The appearance and image of the patient body regarding the patient’s appearance is a) taken as it truly is, b) as it is perceived to be by the patient, or c) as it is seen through others’ eyes. The patient dies an undignified death if a) his or her body is “melting” (P11), b) he or she is getting bed sores (especially if the bed sores are neglected) (P7 and P13), c) the patient’s body has changed and lost its shape (P11), the patient’s self-image has degenerated into a decomposition image (P3), d) “150 sachets” are attached to the patient’s body (P4), e) a Levin feeding tube is inserted into the patient’s body (P4), f) the patient undergoes many painful venipunctures daily, while nearing his or her inevitable end of life (P12), g) the patient is not capable of self-serving (especially defecating or urinating) (P8), h) the patient arouses pity for him/herself (P5 and P9), the patient begs to die (P5), i) the patient is not capable of speaking or communicating with others (P8), j) the patient is getting naked often (P4), and h) the patient would feel sad if he or she could look at him/herself in the mirror (P5).
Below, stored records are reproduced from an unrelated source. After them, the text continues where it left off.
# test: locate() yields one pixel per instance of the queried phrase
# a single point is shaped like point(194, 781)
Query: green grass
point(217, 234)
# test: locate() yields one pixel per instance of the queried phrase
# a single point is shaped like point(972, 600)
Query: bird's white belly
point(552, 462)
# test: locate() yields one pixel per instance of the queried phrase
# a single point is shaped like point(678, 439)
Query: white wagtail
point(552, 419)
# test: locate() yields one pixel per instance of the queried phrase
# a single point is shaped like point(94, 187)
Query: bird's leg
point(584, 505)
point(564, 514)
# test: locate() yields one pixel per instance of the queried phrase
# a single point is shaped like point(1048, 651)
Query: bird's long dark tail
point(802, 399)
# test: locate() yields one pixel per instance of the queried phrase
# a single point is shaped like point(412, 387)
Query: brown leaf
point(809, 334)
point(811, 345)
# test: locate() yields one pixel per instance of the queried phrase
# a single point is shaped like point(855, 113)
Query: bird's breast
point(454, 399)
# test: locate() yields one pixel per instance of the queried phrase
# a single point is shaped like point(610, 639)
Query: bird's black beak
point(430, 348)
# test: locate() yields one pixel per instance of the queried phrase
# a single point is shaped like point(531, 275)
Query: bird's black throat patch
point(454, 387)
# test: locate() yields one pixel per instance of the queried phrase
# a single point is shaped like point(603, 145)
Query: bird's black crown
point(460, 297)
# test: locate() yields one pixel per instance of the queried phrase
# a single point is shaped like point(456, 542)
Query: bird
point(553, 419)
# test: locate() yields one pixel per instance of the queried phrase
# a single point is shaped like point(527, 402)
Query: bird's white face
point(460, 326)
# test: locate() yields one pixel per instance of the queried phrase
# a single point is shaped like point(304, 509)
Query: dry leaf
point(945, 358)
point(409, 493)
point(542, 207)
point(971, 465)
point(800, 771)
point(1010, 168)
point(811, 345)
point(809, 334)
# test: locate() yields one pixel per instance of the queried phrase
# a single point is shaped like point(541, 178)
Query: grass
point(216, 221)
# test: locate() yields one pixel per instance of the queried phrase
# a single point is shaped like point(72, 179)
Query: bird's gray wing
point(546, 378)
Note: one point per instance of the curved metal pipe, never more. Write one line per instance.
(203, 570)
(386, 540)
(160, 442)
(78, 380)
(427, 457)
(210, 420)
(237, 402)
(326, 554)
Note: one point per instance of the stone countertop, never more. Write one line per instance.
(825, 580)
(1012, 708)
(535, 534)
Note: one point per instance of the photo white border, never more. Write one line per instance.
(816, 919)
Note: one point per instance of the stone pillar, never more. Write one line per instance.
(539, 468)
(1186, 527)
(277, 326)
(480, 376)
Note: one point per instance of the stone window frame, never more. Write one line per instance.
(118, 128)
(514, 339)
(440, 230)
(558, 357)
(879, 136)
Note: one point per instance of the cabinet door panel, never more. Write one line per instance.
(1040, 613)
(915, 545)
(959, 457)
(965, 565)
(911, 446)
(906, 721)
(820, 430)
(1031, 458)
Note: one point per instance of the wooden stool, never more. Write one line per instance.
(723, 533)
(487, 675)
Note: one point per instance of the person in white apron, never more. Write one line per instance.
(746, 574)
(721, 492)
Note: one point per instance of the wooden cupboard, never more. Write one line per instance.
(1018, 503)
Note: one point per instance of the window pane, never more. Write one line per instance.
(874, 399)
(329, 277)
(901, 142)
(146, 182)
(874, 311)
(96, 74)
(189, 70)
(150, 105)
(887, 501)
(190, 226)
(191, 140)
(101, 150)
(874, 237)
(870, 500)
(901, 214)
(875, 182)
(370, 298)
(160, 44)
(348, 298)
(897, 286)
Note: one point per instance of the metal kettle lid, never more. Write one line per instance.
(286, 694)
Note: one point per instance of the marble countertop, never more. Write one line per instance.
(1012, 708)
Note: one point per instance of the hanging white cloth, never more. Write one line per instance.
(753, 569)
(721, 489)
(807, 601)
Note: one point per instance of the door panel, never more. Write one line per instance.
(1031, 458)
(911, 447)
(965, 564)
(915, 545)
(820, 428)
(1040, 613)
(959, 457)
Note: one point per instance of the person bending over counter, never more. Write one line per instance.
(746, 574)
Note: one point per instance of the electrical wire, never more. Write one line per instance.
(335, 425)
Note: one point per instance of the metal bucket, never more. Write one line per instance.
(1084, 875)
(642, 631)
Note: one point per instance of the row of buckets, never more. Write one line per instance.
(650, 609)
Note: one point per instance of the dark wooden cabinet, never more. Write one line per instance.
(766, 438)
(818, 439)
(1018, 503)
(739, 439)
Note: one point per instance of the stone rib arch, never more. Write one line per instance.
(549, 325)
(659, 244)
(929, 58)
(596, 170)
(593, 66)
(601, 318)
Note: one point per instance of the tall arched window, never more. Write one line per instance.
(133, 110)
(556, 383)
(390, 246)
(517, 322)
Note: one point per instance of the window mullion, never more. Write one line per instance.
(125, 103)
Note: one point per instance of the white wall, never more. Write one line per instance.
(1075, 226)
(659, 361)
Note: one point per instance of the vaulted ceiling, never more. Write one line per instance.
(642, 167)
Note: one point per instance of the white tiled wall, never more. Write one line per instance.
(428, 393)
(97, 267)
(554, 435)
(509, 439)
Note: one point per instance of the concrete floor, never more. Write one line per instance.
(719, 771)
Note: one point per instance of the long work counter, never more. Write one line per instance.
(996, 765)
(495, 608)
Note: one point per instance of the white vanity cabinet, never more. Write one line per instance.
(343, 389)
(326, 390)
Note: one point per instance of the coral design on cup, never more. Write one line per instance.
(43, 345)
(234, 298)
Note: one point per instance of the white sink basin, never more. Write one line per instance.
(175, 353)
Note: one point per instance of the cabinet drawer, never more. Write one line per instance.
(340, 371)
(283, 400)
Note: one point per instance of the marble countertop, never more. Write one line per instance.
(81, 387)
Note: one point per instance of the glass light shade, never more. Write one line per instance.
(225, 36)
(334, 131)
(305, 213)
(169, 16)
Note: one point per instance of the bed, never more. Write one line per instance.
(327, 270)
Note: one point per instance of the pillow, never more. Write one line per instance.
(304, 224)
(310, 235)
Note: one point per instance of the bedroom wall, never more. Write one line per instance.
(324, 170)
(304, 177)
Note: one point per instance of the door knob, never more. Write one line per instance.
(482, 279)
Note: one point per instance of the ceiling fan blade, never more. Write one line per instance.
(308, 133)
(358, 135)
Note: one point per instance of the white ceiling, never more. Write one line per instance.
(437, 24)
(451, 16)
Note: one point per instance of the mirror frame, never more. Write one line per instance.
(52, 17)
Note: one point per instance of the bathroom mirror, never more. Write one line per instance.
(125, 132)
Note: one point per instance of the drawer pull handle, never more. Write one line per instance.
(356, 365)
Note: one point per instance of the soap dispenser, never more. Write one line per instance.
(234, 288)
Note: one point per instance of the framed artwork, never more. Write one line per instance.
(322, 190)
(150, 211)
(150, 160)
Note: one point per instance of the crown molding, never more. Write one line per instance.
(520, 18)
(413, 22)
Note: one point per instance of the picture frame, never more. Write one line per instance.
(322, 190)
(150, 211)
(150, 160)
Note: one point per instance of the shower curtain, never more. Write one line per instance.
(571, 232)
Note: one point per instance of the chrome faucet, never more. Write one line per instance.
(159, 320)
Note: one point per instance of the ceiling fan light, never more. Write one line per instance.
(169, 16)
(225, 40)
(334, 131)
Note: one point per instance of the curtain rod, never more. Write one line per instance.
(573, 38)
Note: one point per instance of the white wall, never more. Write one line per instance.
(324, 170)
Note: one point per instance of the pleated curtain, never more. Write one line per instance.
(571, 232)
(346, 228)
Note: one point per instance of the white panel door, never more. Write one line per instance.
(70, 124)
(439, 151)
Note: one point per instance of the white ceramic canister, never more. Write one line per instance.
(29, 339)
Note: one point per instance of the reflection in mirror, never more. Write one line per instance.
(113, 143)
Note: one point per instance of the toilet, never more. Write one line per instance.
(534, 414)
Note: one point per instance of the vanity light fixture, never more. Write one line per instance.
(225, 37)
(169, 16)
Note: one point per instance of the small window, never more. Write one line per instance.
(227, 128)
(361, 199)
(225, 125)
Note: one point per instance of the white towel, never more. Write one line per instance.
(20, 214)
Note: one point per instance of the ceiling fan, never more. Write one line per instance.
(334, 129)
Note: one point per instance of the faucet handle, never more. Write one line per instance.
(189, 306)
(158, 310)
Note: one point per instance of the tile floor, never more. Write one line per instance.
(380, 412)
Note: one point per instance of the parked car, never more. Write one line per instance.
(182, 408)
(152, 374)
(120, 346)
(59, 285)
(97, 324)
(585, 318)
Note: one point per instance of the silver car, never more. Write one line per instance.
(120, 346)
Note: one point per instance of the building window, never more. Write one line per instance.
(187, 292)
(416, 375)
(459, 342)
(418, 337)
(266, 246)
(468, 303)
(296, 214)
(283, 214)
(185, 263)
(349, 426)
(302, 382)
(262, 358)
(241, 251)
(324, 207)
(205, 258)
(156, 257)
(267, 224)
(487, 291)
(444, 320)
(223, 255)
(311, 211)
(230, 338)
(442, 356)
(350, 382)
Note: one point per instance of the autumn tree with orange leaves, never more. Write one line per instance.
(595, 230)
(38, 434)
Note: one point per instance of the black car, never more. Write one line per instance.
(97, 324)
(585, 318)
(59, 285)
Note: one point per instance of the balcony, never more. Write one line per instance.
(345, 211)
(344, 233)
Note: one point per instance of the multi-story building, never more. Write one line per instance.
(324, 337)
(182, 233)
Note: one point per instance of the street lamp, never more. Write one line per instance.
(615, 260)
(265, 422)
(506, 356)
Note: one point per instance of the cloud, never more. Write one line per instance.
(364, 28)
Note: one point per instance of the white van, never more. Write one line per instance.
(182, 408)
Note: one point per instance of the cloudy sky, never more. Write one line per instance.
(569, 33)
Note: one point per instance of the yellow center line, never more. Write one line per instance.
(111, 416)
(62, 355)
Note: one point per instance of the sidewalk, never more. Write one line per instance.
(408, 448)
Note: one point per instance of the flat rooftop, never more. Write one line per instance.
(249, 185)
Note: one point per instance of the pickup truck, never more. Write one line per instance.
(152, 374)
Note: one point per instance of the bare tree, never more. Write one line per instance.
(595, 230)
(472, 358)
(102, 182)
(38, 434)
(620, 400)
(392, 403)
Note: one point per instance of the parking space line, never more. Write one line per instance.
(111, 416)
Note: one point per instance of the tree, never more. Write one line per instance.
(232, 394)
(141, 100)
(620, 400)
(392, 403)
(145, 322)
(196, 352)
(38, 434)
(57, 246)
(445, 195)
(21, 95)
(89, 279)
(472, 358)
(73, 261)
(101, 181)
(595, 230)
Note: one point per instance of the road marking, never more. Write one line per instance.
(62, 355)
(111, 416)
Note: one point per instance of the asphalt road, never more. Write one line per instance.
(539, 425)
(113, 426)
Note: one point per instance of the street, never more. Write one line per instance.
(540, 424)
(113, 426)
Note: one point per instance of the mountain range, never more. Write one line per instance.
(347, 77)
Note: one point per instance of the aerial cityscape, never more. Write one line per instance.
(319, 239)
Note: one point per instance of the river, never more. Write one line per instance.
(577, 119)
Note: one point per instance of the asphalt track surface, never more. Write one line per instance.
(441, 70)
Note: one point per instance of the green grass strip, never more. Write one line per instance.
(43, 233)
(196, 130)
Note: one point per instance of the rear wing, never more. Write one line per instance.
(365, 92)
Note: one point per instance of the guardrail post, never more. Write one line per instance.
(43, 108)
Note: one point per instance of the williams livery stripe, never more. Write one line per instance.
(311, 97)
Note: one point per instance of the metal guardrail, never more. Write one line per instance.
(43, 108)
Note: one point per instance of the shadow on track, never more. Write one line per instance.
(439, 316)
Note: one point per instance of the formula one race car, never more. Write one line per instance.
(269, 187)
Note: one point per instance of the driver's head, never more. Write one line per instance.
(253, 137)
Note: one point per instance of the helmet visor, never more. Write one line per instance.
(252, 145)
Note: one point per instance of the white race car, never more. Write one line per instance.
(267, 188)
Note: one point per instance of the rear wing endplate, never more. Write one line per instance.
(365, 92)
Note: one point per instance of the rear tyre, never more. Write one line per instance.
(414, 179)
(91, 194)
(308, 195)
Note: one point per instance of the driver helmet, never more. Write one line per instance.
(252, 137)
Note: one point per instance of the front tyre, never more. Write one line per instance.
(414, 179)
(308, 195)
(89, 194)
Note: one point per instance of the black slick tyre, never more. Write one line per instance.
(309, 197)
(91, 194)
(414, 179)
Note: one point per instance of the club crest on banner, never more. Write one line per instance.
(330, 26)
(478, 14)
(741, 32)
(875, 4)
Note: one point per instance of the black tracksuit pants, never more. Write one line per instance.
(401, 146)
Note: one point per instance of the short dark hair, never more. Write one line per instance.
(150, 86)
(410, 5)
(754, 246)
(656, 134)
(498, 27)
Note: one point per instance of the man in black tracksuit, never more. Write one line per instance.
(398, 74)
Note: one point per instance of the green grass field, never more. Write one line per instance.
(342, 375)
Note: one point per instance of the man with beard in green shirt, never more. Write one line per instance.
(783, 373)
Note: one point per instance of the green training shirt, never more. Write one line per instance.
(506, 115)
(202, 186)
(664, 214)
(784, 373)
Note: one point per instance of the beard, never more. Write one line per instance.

The interaction and interrelation between patients and their relatives is a factor that has been reported to be an important aspect of a “bad and undignified death”. It has been said that dying a death in isolation, in a “cold” hospital environment, is not dying a “good and dignified death”; rather, dying in the home environment helps the patient die a “good death” (P4 and P9). Dying a dignified death means dying surrounded by family and loved ones, communicating and being in contact with them, i.e., clutching the patient’s hand tightly or caressing the patient’s head (P2 and P4), and giving one’s love to the patient (P14), thus making the patient feel that they are not feel alone (P2, P4 and P7) and that, as “patient and family (or other loved ones) get through hard times together” (P7), the patient has people around him or her to share his or her fears (P4). Family members must create an optimistic environment (P10) where there is no mourning (P14). Participant P2, who has had much experience in the specific field of intensive care medicine, said, “Patients under sedation need human contact” and “You never know what a patient under sedation can understand”. Importantly, the participant added, “I had a habit of caressing the head of a child who was in sedation … when she woke up, she told me that she kept seeing me in her dreams caressing her head.”